Further development and training of GenLLMs with cybersecurity data sets is required before these systems can approach the efficiency of a trained human operator. There are also several known issues which need to be addressed in the application of near-term GenLLMs to cybersecurity. These include data provenance (ChatGPT has not released its source code, architecture, or training data).

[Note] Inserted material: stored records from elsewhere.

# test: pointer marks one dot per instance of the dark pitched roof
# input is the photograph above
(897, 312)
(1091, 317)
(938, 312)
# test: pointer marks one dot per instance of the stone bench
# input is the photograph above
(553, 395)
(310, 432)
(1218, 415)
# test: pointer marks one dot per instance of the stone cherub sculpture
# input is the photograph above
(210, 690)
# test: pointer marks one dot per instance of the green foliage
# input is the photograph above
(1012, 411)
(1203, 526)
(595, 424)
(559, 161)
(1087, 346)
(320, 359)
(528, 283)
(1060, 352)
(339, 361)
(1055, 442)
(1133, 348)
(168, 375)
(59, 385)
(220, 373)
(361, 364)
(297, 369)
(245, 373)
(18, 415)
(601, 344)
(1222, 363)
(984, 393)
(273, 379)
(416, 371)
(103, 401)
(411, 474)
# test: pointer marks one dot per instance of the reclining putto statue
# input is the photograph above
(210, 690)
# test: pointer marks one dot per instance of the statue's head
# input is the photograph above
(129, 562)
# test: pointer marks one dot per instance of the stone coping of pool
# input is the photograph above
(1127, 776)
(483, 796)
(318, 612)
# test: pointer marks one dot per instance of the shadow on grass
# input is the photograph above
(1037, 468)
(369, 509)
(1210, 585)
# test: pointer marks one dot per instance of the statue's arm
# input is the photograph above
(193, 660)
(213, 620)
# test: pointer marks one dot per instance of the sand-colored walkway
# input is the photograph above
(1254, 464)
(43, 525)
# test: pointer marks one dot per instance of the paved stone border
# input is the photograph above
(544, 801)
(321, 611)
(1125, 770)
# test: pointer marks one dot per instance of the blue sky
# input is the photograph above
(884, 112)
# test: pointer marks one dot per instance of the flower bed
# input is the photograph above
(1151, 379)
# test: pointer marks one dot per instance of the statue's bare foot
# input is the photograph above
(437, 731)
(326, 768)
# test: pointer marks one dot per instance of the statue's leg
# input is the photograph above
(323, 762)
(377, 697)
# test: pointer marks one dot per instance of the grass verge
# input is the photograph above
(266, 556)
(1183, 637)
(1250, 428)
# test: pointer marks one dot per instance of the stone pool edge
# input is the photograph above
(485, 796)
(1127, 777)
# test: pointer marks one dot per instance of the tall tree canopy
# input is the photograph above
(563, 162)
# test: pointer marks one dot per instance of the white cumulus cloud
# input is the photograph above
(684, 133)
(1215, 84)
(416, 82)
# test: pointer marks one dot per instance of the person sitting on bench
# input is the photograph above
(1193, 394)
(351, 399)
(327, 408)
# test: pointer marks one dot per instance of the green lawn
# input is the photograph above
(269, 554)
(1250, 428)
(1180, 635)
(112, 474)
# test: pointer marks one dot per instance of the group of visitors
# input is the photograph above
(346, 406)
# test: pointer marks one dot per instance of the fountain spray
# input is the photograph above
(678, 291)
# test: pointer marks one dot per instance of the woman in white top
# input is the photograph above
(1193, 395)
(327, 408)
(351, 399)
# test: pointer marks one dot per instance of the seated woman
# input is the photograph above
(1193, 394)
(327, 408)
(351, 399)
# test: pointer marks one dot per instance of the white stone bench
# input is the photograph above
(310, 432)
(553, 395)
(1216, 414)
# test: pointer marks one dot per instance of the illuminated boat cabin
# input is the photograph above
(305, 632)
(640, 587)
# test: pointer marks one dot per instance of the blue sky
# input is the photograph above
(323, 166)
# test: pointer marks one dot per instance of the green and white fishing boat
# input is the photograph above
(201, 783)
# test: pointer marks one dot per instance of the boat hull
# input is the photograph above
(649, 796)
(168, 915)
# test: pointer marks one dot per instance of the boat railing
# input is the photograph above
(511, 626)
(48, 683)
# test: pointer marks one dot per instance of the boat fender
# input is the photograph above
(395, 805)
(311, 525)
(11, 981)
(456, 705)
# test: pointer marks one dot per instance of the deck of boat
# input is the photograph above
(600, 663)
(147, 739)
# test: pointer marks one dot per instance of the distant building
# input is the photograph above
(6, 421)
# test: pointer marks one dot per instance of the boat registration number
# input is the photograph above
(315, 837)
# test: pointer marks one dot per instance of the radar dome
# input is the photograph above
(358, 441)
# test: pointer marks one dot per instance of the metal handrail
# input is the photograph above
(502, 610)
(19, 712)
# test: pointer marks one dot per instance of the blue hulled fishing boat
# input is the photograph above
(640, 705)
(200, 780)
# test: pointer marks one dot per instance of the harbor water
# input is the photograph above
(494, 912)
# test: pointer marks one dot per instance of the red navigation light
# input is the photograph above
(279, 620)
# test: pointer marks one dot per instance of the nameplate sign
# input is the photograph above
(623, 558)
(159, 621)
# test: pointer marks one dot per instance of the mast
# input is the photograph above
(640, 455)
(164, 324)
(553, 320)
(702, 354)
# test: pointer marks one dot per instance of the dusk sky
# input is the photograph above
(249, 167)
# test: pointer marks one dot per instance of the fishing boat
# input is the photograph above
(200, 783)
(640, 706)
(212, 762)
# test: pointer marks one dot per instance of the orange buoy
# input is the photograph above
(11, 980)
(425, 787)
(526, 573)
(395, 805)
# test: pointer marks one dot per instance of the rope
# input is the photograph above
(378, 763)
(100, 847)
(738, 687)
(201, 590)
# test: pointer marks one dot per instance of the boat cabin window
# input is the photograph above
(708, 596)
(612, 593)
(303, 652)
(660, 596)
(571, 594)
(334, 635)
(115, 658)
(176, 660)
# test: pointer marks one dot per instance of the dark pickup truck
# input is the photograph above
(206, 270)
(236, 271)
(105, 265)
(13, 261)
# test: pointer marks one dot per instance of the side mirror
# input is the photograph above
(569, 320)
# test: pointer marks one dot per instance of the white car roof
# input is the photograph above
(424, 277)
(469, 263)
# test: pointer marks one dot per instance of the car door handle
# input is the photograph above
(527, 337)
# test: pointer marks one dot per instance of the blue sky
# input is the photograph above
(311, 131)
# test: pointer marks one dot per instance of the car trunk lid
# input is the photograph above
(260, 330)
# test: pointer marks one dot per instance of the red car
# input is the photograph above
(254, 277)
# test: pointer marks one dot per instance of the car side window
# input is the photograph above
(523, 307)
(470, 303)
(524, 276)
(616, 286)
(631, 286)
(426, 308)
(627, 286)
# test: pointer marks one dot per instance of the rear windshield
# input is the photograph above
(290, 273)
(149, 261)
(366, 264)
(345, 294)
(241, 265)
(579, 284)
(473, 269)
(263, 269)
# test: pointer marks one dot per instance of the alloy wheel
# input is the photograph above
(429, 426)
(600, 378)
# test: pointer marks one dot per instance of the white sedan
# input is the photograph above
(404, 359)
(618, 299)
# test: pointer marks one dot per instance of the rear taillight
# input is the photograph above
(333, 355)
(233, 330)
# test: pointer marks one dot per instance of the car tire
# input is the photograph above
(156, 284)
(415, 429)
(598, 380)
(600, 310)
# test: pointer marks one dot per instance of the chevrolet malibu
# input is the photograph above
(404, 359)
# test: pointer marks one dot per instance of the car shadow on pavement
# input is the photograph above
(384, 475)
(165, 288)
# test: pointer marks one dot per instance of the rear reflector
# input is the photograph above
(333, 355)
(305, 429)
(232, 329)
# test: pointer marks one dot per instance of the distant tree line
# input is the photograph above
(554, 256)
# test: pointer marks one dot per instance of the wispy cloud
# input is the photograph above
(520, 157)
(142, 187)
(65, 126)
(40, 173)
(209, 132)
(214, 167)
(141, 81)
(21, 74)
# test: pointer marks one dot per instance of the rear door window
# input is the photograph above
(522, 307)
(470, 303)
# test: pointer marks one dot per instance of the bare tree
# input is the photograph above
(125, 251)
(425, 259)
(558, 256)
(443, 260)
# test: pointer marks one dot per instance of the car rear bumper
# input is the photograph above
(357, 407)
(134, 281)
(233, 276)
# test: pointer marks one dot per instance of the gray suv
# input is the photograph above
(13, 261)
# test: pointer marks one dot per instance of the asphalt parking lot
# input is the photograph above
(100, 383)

The results appear to be highly dependent on training data sets and details of the models. For example, supervised training using structured, labeled, known attack data (such as that extracted from a security operations center) may be useful for incident triage but poor at identifying novel attacks or responding to live threats in near real time (milliseconds or less). Training an LLM from primary sources is a nontrivial task, requiring at least 8–16 GPUs and weeks to months of training time. Further, some models such as ChatGPT are not fine tunable. Emerging security applications are attempting to create custom models which filter their training data, although this can potentially increase costs and testing requirements. There are also ongoing issues with privacy, trust, and the explainability of GenLLM results. These areas will be the subject of ongoing research.